But there's another effect. Everyone knows that a deep-dish rim is often less stable than a shallow rim, or even that bladed spokes may be less stable than round ones. This is due to the direct force of the wind on the front wheel, although there are also contributions from the effects already discussed.
The key here is that the wind exerts force around the full perimeter of the wheel, which for simplification purposes might be considered axially symmetric. One can integrate force about the rim, but the simpler approach is to assume all the force is applied to the hub, which is the wheel's symmetry axis. So there will be an effective force on the hub proportional to the net force on the rim + spokes + hub + tire: the whole wheel.
Here's a diagram again of the hypothetical zero-trail Guru Photon:
Indicated in the plot is a moment arm between the steering axis and the hub. Even with zero trail, there will be a torque applied to the wheel proportional to this distance, which is equal to the rake of the fork.
For a given head tube angle, rake decreases trail. So if you decrease trail by increasing rake, you increase the steering moment applied by the wind when it hits the wheel, even though you might be decreasing some of the effects previously described.

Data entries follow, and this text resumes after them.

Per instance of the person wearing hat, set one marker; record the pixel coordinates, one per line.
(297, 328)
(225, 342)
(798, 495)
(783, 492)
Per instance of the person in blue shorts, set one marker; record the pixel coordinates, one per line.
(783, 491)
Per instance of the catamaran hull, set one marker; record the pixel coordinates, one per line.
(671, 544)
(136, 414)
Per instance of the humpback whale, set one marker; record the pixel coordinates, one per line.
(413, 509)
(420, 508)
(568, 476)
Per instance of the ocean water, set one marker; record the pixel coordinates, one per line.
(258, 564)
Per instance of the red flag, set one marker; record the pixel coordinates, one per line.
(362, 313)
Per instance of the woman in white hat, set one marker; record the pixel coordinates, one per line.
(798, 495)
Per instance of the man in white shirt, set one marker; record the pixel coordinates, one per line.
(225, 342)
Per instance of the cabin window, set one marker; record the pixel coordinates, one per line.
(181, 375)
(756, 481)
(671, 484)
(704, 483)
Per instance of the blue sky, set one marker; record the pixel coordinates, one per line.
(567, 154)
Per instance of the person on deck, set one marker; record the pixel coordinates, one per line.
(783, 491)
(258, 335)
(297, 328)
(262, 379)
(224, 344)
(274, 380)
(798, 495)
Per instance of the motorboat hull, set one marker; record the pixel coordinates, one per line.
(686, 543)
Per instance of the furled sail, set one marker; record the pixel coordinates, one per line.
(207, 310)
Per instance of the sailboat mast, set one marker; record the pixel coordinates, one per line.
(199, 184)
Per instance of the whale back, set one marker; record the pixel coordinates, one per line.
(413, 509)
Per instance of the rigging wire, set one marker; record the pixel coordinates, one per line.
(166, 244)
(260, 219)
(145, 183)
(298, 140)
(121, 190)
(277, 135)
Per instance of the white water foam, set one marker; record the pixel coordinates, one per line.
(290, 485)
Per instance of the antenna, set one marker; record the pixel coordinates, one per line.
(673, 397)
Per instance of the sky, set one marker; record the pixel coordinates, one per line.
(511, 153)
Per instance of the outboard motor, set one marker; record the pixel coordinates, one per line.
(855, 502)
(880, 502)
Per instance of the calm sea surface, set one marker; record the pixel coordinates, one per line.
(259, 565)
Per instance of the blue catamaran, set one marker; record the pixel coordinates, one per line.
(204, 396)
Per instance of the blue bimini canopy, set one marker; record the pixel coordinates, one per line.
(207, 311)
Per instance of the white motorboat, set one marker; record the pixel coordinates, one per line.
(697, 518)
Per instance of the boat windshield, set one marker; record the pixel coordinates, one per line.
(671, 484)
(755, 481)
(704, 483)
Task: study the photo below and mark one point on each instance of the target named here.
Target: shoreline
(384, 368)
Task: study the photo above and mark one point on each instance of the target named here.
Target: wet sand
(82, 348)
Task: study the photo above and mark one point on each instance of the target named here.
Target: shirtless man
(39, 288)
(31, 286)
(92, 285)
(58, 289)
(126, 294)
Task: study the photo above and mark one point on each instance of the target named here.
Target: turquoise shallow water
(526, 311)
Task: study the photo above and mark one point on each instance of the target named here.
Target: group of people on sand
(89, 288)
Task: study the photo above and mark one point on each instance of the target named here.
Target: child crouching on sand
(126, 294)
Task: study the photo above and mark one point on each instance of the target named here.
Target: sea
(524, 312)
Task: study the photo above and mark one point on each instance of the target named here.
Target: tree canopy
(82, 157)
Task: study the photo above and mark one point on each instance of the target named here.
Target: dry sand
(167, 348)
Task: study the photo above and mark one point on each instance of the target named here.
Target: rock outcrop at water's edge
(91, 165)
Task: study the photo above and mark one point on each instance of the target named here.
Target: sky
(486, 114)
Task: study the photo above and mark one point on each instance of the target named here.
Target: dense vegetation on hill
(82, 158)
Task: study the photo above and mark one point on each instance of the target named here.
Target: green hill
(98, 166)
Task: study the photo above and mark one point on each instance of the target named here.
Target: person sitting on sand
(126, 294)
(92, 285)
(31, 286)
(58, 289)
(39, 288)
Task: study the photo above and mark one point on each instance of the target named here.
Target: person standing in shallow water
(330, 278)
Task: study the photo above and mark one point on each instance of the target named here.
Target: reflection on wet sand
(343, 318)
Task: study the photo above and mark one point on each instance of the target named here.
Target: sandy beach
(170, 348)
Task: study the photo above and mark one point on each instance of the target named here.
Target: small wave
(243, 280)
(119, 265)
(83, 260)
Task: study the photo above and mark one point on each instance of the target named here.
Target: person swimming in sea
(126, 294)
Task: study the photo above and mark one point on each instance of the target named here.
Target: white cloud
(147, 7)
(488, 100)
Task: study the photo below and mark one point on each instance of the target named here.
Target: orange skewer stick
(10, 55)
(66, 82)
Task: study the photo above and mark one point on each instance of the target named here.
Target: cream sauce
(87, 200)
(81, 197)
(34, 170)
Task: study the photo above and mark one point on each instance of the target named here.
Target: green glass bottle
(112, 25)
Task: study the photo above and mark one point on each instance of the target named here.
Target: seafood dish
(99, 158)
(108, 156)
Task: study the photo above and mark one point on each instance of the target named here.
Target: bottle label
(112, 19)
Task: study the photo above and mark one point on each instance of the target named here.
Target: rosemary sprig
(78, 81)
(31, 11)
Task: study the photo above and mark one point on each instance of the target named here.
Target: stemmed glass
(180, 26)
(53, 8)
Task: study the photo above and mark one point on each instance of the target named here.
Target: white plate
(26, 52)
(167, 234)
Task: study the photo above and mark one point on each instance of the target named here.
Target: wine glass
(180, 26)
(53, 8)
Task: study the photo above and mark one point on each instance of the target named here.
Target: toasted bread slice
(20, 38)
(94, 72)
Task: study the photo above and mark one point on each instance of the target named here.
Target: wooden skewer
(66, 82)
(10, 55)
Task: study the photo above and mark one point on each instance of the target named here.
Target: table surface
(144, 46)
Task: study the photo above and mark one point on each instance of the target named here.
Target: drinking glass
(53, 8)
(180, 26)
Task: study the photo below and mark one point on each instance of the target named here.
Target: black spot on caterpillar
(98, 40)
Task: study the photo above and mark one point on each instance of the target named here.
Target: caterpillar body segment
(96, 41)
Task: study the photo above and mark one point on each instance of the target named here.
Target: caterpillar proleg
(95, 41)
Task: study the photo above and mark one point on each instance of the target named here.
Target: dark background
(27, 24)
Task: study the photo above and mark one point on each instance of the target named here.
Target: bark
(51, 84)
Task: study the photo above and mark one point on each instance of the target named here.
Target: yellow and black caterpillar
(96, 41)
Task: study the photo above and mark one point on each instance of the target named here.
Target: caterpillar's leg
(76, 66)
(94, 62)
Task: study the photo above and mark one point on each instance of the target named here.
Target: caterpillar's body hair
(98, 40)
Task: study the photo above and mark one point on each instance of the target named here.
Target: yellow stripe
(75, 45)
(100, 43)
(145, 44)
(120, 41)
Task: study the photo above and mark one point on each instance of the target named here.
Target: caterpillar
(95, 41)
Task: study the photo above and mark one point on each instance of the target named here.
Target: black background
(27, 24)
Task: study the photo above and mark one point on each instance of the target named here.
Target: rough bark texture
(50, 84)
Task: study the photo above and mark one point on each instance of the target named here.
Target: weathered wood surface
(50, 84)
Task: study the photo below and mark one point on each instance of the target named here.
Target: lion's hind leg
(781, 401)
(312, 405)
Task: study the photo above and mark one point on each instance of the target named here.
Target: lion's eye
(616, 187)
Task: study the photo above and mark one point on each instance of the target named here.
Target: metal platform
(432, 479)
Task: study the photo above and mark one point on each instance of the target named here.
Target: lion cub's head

Back in the glory days of epic racing, long-rake forks were in style, presumably because the long curve smoothed out road vibrations:
Blog posts are always improved by a photo of Fausto Coppi
I don't think Fausto would want to clamp Zipp 1080's on that puppy.
Anyway, cross-winds aren't a simple matter, clearly. And I don't even address the lateral aerodynamic lift that deep carbon winds generate in cross-winds.